An AFP reporter saw army, police and national guard vehicles and several dozen men on roads leading to the Douar Hicher quarter of Manouba, but they had not entered the area, which was calm.

 

"These units have been deployed, just in case," a security official said.

 

Salafists, followers of a hardline branch of Sunni Islam, have used Friday prayers in the past to rally their faithful and carry out attacks.

 

In a September assault on the US embassy, four of the assailants were killed.

 

On Thursday night, a Salafist imam declared war on Tunisia's Islamist ruling party during a television talk show, with the interior minister countering that such talk was responsible for blood being shed.

 

"I am going to make war on these people because the interior minister and the leaders of Ennahda have chosen the United States as their god it is the Americans who are writing the laws and the new constitution," Nasreddine Aloui said in an appearance by video link on Ettounsiya television.

 

He urged the country's youth to prepare their burial shrouds to fight against Ennahda, brandishing a white cloth himself and saying Ennahda and other parties want elections held on the "ruins and the bodies of the Salafist movement."

 

Aloui has taken over as the new imam of the Ennour mosque in the Tunis suburb of Manouba, although he has not been sanctioned by the state, which holds the right to make appointments.

 

His predecessor died on Thursday of wounds sustained when he took part in the attack on two police national guard posts earlier this week.

 

Interior Minister Ali Larayedh and Human Rights Minister Samir Dilou, both members of Ennahda, were on the programme and replied sharply.

 

"This sort of talk is partly responsible for the bloodshed. You do not realise that your words are like bullets," Larayedh said.

 

Dilou said: "You are not worthy to be an imam. This talk is an incitement to hatred."

 

Religious Affairs Minister Nourredine el-Khadmi told a press conference on Friday that around 100 mosques in Tunisia were under the full control of Salafists.
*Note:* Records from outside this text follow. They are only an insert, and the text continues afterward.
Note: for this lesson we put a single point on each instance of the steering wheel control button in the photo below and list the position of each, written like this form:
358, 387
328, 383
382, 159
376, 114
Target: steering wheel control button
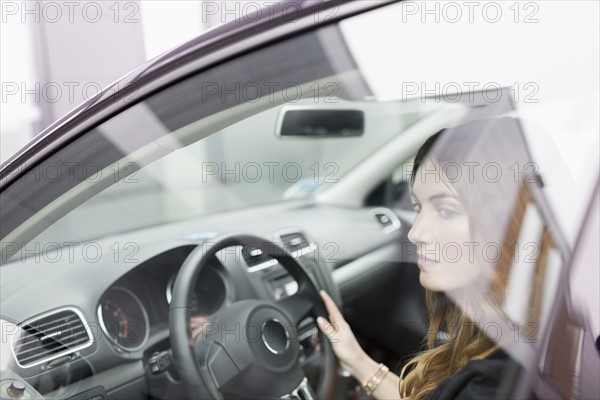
16, 389
275, 336
159, 362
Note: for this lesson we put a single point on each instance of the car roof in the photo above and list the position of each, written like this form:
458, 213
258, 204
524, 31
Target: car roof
260, 27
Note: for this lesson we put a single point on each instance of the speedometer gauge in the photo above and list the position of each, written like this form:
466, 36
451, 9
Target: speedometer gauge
123, 319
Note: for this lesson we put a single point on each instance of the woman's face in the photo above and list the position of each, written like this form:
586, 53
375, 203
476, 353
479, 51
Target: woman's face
446, 251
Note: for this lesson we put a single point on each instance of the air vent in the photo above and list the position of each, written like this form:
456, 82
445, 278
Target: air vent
387, 219
51, 336
294, 241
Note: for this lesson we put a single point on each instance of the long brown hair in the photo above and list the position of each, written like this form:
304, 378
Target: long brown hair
453, 338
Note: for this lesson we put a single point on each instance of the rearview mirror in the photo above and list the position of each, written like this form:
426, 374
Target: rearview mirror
321, 123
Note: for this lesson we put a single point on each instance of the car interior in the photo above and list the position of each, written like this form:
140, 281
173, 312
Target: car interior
155, 226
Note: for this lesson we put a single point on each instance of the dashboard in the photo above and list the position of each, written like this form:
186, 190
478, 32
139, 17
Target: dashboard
100, 331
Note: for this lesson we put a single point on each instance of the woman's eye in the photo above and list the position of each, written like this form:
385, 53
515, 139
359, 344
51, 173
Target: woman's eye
447, 213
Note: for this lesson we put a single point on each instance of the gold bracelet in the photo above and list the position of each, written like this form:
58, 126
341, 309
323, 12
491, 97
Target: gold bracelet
371, 384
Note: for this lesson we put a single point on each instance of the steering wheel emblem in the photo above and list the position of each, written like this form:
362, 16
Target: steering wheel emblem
275, 337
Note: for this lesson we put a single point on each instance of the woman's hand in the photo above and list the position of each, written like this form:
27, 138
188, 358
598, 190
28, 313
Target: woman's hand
339, 334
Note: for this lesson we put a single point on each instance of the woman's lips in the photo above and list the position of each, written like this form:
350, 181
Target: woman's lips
425, 262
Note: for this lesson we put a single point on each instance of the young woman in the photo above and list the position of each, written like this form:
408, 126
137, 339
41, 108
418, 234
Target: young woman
468, 191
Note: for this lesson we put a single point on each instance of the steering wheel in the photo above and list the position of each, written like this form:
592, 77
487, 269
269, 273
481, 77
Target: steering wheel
249, 349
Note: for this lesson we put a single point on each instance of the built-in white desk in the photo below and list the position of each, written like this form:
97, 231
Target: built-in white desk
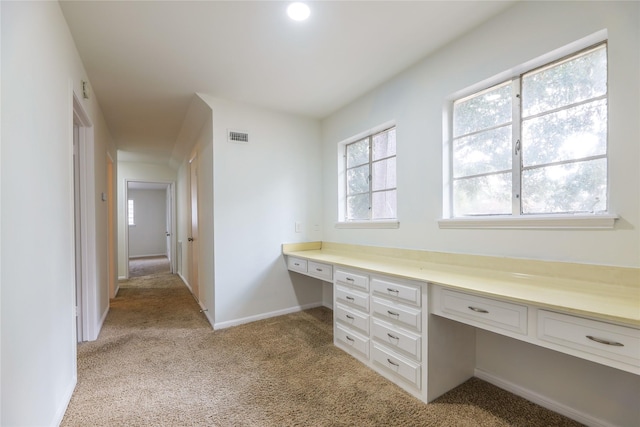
413, 316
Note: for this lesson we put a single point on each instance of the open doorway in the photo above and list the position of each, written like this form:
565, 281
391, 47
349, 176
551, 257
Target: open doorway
150, 228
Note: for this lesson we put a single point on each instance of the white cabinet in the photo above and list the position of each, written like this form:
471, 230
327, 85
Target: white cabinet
606, 343
481, 312
378, 320
351, 317
589, 338
297, 264
396, 331
311, 268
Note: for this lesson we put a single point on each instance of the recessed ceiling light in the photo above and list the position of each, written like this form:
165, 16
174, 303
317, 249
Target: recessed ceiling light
298, 11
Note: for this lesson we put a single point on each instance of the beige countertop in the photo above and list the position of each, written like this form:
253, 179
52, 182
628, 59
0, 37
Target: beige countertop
602, 292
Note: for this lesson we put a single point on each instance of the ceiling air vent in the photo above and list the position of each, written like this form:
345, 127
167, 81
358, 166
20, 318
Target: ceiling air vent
238, 137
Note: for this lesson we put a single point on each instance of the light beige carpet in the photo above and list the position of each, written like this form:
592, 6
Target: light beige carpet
158, 363
147, 266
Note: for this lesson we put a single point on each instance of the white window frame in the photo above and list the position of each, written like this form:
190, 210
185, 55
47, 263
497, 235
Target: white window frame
342, 184
605, 220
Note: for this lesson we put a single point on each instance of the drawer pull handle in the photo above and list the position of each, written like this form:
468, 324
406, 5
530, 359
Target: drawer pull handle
605, 342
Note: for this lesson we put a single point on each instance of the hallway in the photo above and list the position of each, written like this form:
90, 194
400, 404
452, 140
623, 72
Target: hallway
157, 362
147, 266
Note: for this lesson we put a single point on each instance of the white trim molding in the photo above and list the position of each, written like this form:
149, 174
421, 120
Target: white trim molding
549, 222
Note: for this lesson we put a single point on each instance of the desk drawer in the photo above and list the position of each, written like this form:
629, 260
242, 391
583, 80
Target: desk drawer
352, 318
400, 292
396, 339
359, 281
396, 313
352, 340
321, 271
297, 264
499, 314
352, 297
591, 336
400, 367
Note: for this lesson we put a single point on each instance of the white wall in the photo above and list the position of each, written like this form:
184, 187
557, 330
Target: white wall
148, 236
260, 190
415, 99
250, 196
40, 69
202, 148
133, 171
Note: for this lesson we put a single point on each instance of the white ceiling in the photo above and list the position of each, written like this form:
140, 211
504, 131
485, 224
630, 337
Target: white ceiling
146, 59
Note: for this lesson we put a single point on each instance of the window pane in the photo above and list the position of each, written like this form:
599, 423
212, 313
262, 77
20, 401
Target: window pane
358, 153
484, 110
565, 83
573, 187
482, 152
384, 205
358, 180
569, 134
485, 195
384, 174
384, 144
358, 207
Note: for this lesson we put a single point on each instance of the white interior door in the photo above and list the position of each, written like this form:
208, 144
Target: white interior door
78, 229
169, 222
193, 238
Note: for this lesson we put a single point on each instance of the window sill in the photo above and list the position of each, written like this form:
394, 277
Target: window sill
549, 222
368, 224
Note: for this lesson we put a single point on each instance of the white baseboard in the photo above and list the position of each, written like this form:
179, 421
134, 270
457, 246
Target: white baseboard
186, 283
66, 399
100, 323
236, 322
541, 400
146, 256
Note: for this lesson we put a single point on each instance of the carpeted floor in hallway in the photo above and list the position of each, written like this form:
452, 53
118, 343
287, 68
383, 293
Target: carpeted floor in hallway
157, 362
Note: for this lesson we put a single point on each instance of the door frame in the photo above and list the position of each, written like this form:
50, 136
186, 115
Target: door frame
193, 241
172, 191
85, 308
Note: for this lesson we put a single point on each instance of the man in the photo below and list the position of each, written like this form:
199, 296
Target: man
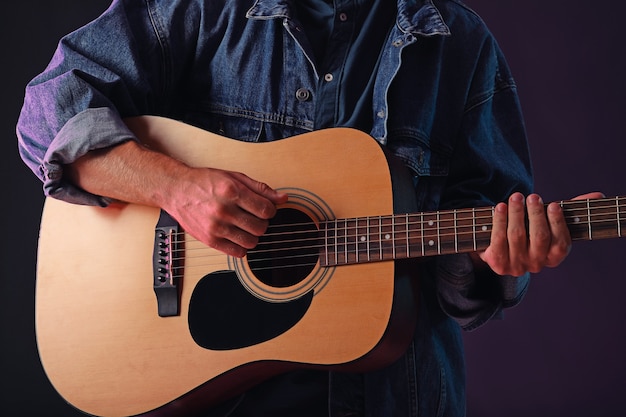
424, 78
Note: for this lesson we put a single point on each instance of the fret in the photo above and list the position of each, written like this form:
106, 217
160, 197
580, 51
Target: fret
482, 226
619, 220
474, 244
422, 231
577, 218
605, 222
407, 221
456, 233
368, 238
337, 242
589, 220
393, 237
430, 234
386, 238
446, 233
465, 231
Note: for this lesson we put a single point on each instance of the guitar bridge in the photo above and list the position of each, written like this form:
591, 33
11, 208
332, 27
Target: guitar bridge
166, 265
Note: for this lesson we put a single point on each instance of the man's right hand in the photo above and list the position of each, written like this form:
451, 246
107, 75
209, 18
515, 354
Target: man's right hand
226, 210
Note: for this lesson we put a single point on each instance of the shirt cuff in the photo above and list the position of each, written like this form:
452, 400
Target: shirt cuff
89, 130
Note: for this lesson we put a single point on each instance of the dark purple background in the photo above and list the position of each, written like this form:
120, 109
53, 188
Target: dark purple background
560, 353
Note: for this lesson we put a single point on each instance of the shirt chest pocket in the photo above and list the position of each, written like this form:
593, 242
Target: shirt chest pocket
429, 166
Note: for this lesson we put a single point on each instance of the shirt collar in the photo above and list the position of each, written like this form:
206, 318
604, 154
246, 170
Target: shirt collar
419, 17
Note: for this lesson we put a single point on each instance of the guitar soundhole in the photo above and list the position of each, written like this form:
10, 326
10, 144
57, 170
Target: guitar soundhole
288, 251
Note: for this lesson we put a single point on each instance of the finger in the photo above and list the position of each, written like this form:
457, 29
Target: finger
261, 199
561, 242
539, 233
517, 234
497, 254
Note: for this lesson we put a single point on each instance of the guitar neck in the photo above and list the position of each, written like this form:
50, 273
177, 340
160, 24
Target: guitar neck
400, 236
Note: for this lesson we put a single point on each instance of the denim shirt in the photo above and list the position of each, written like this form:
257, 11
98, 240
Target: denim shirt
444, 102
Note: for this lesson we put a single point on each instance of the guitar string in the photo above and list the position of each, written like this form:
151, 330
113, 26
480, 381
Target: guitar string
348, 252
428, 225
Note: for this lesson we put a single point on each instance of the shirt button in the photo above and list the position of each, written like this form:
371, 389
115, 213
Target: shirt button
303, 94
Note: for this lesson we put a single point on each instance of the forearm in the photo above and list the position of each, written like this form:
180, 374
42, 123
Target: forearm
127, 172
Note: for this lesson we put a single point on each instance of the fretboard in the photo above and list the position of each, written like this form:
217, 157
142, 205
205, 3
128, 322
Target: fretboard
399, 236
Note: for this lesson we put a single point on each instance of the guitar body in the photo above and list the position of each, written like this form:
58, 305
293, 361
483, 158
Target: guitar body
107, 351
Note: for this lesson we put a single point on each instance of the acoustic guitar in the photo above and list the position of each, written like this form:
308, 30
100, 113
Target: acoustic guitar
136, 317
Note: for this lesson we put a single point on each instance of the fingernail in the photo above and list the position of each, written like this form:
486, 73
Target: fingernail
517, 198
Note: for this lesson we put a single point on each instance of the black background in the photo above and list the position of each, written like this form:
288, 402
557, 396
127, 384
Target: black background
560, 353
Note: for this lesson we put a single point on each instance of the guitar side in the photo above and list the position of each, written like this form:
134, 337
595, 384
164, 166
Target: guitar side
106, 350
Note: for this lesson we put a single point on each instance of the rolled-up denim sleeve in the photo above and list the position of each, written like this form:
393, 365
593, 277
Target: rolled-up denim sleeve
77, 104
89, 130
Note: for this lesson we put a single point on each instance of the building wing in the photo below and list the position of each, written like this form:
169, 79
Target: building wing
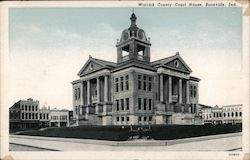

He rejected what he said was Aloui's "call to violence."

 

Meanwhile, Abu Iyed, speaking for the Salafist group Ansar al-Sharia (Partisans of Islamic Law), sought to defuse the controversy in radio remarks, saying Tunisia is not the place for holy war.

 

"Tunisia is a country for preaching and not jihad," Abu Iyed said on Express-FM radio, while also arguing that the "Salafist movement is the victim of systematic repression."

 

He called for understanding of the congregation of the Ennour mosque, saying it had suffered two martyrdoms.

 

Aloui's predecessor, Khaled Karaoui, died on Thursday, after being wounded when he and other militants attacked the national guard posts in Manouba following the arrest of a Salafist on suspicion of assaulting the head of the area's public security brigade.

 

During the clashes, one of the attackers was killed and two policemen wounded.

 

Since the Tunisian revolution that ousted veteran president Zine El Abidine Ben Ali in January 2011, radical Islamists have carried out a number of attacks, including against security forces and on cultural events.

 

The opposition accuses the government of failing to rein in violence by Salafists, a hardline branch of Sunni Islam.

 

But the authorities have vowed to crack down on Islamist violence in the wake of the September attack on the US mission.